Re: [HACKERS] Re: pg_ctl wait exit code (was Re: [COMMITTERS] pgsql: Additional tests for subtransactions in recovery)

2017-07-05 Thread Michael Paquier
On Thu, Jul 6, 2017 at 2:41 AM, Peter Eisentraut
 wrote:
> On 7/2/17 20:28, Michael Paquier wrote:
>>> I was going to hold this back for PG11, but since we're now doing some
>>> other tweaks in pg_ctl, it might be useful to add this too.  Thoughts?
>>
>> The use of 0 as exit code for the new promote -w if timeout is reached
>> looks like an open item to me. Cleaning up the pool queries after
>> promotion would be nice to see as well.
>
> committed

Thanks for finishing the cleanup.
-- 
Michael


-- 
Sent via pgsql-hackers mailing list (pgsql-hackers@postgresql.org)
To make changes to your subscription:
http://www.postgresql.org/mailpref/pgsql-hackers


Re: [HACKERS] Re: pg_ctl wait exit code (was Re: [COMMITTERS] pgsql: Additional tests for subtransactions in recovery)

2017-07-05 Thread Peter Eisentraut
On 7/2/17 20:28, Michael Paquier wrote:
>> I was going to hold this back for PG11, but since we're now doing some
>> other tweaks in pg_ctl, it might be useful to add this too.  Thoughts?
> 
> The use of 0 as exit code for the new promote -w if timeout is reached
> looks like an open item to me.

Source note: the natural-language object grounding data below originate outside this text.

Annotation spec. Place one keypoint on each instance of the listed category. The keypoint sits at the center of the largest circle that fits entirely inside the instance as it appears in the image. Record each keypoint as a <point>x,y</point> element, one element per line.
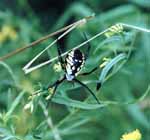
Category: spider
<point>72,65</point>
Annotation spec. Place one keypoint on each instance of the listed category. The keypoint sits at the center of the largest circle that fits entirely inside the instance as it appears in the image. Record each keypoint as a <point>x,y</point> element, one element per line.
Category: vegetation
<point>122,54</point>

Cleaning up the pool queries after
> promotion would be nice to see as well.

committed

-- 
Peter Eisentraut  http://www.2ndQuadrant.com/
PostgreSQL Development, 24x7 Support, Remote DBA, Training & Services


-- 
Sent via pgsql-hackers mailing list (pgsql-hackers@postgresql.org)
To make changes to your subscription:
http://www.postgresql.org/mailpref/pgsql-hackers


[HACKERS] Re: pg_ctl wait exit code (was Re: [COMMITTERS] pgsql: Additional tests for subtransactions in recovery)

2017-07-02 Thread Michael Paquier
On Sat, Jul 1, 2017 at 4:47 AM, Peter Eisentraut
 wrote:
> On 5/1/17 12:19, Peter Eisentraut wrote:
>> However: Failure to complete promotion within the waiting time does not
>> lead to an error exit, so you will not get a failure if the promotion
>> does not finish.  This is probably a mistake.  Looking around pg_ctl, I
>> found that this was handled seemingly inconsistently in do_start(), but
>> do_stop() errors when it does not complete.

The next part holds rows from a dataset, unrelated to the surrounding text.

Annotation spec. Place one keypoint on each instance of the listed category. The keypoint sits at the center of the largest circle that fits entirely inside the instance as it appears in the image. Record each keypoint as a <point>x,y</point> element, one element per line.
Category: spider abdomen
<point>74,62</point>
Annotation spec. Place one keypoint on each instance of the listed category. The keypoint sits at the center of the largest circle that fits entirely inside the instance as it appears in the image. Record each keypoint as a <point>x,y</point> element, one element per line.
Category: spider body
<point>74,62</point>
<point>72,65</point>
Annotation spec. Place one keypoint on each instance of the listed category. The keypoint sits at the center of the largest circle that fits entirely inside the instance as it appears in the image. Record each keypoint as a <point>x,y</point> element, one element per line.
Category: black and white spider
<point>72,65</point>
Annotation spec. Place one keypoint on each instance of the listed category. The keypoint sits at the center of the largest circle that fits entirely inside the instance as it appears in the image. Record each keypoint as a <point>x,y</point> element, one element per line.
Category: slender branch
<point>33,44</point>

This inconsistency could be treated like a bug, though changing such
an old behavior in bacl-branches would be risky. So +1 for only HEAD
with such a change, and pg_ctl promote -w is new in 10.

>> Possible patches for this attached.
>>
>> Perhaps we need a separate exit code in pg_ctl to distinguish general
>> errors from did not finish within timeout?

I would treat that as a separate item for 11, but that's as far as my
opinion goes. Per this link in pg_ctl.c the error code ought to be 4:
https://refspecs.linuxbase.org/LSB_3.1.0/LSB-Core-generic/LSB-Core-generic/iniscrptact.html

> I was going to hold this back for PG11, but since we're now doing some
> other tweaks in pg_ctl, it might be useful to add this too.  Thoughts?

The use of 0 as exit code for the new promote -w if timeout is reached
looks like an open item to me. Cleaning up the pool queries after
promotion would be nice to see as well.
-- 
Michael


-- 
Sent via pgsql-hackers mailing list (pgsql-hackers@postgresql.org)
To make changes to your subscription:
http://www.postgresql.org/mailpref/pgsql-hackers


[HACKERS] Re: pg_ctl wait exit code (was Re: [COMMITTERS] pgsql: Additional tests for subtransactions in recovery)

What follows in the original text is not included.